Loading Multioutput text data


(James Callinicos) #1

Hey Team

Longtime listener on this forum, but first post!

I’m currently have issues trying to use torchtext dataloaders to load multi output text data from CSVs. In particular the error occurs during training when trying to iterate through the Iterators produced. But I think the actual issue may be fixed earlier on the code, so I’ll do my best to give a complete view.

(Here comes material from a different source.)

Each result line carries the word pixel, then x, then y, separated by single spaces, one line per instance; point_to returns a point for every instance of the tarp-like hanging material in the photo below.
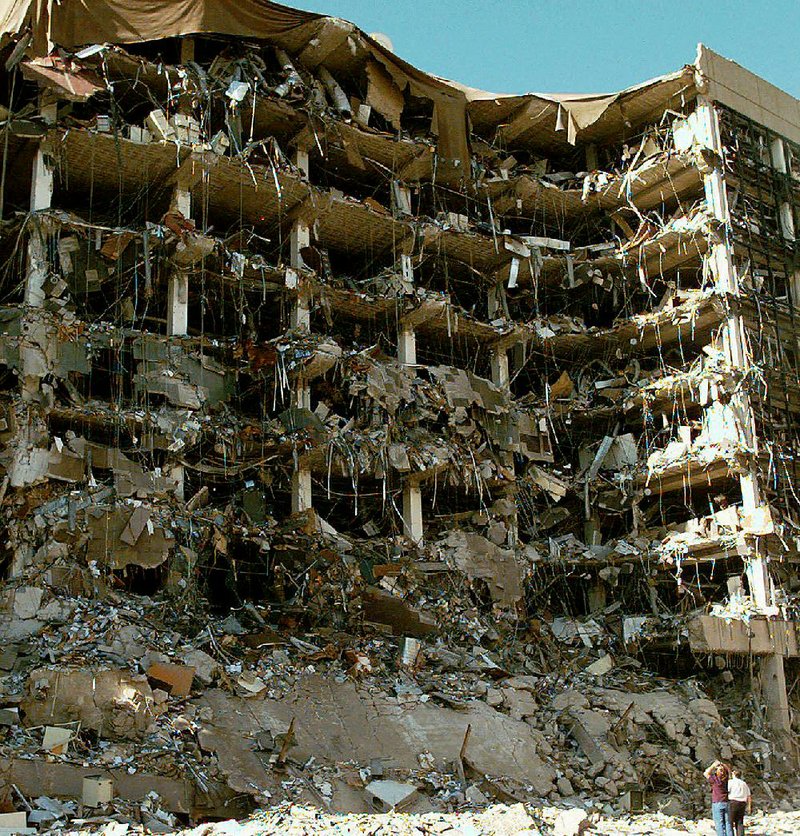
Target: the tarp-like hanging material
pixel 74 23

An example CSV may look like this:

+---------------------------------------------------------------------------------+----------+----------+
|                                                                            text | labelOne | LabelTwo |
+---------------------------------------------------------------------------------+----------+----------+
|                                                  rugby is a good sport to watch | sport    | rugby    |
+---------------------------------------------------------------------------------+----------+----------+
| Uber files papers to go public, setting up the year's most anticipated tech IPO | business | IPO      |
+---------------------------------------------------------------------------------+----------+----------+

Where the model is trained to predict labelOne and labelTwo.

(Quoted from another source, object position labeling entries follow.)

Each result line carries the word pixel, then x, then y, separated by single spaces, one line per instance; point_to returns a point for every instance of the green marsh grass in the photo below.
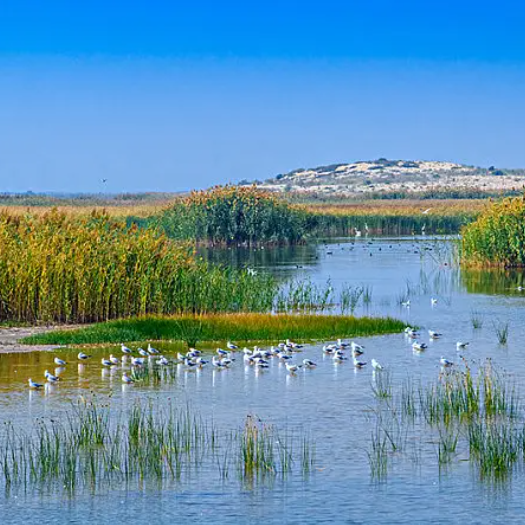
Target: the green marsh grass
pixel 462 412
pixel 476 319
pixel 223 327
pixel 88 449
pixel 501 329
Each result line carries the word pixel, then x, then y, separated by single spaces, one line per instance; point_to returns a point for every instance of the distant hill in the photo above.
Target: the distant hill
pixel 396 176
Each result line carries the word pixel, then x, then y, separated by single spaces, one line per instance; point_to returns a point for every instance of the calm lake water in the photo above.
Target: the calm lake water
pixel 332 404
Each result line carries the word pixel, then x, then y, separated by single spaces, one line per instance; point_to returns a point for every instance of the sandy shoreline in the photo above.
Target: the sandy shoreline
pixel 10 338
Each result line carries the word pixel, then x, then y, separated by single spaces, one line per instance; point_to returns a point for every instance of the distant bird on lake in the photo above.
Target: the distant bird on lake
pixel 50 377
pixel 359 364
pixel 292 368
pixel 376 365
pixel 434 335
pixel 151 350
pixel 126 379
pixel 357 348
pixel 309 364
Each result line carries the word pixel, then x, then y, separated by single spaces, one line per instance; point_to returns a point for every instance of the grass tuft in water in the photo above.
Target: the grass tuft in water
pixel 501 328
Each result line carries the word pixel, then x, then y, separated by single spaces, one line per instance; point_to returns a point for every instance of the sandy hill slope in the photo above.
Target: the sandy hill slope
pixel 388 176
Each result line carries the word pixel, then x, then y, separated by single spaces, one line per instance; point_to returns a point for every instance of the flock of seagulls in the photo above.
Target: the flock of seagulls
pixel 418 346
pixel 258 358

I load the data using the following piece of code:

TEXT = data.Field(sequential=True, tokenize=tokenizer, lower=True)
L1_LABEL = Field(sequential=False, use_vocab=False)
L2_LABEL = Field(sequential=False, use_vocab=False)

tv_datafields = [("id", None),
                 ("text", TEXT),
                ("labelOne", L1_LABEL),
                ("labelTwo", L2_LABEL)]

test_datafields = [("id", None),
                 ("comment", TEXT),
                ("labelOne ", None),
                ("labelTwo", None)]

train = TabularDataset(path='train.csv',
                      format='csv',
                      fields=tv_datafields,
                      skip_header=True)

test = TabularDataset(path='test.csv',
                     format='csv',
                     fields=test_datafields,
                     skip_header=True)

I then create an Iterator with the following:

train_iter = BucketIterator(train,
                            batch_size=12,
                            sort_key=lambda x: len(comment.text),
                            sort_within_batch=False,
                            repeat=False
                           )

test_iter = Iterator(test, batch_size=12, sort_within_batch=False, repeat=False)

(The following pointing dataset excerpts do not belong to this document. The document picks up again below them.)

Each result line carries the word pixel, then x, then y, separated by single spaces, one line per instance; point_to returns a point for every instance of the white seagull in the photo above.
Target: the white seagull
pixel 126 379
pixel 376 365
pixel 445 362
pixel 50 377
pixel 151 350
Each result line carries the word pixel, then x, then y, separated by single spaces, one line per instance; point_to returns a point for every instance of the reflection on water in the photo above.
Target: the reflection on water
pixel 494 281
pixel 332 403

When training the model, I get the following error message:

ValueError                                Traceback (most recent call last)
<ipython-input-179-a309dedac888> in <module>
      7     model.train()
      8 
----> 9     for x, y1, y2 in train_iter:
     10         opt.zero_grad()
     11 

ValueError: not enough values to unpack (expected 3, got 2)

The complete training code is:

for epoch in range(n_epochs):
    
    running_loss = 0.0
    running_l1_corrects = 0
    running_l2_corrects = 0
    
    model.train()
    
    for x, y1, y2 in train_iter:        
        opt.zero_grad()
        
        l1_pred, l2_pred = model(x)
              
        loss1 = loss_func(out1, target1)
        loss2 = loss_func(out2, target2)
        loss = loss1 + loss2
        loss.backward()
        opt.step()
        
        running_loss += loss.data[0] * x.size(0)
    epoch_loss = running_loss / len(train)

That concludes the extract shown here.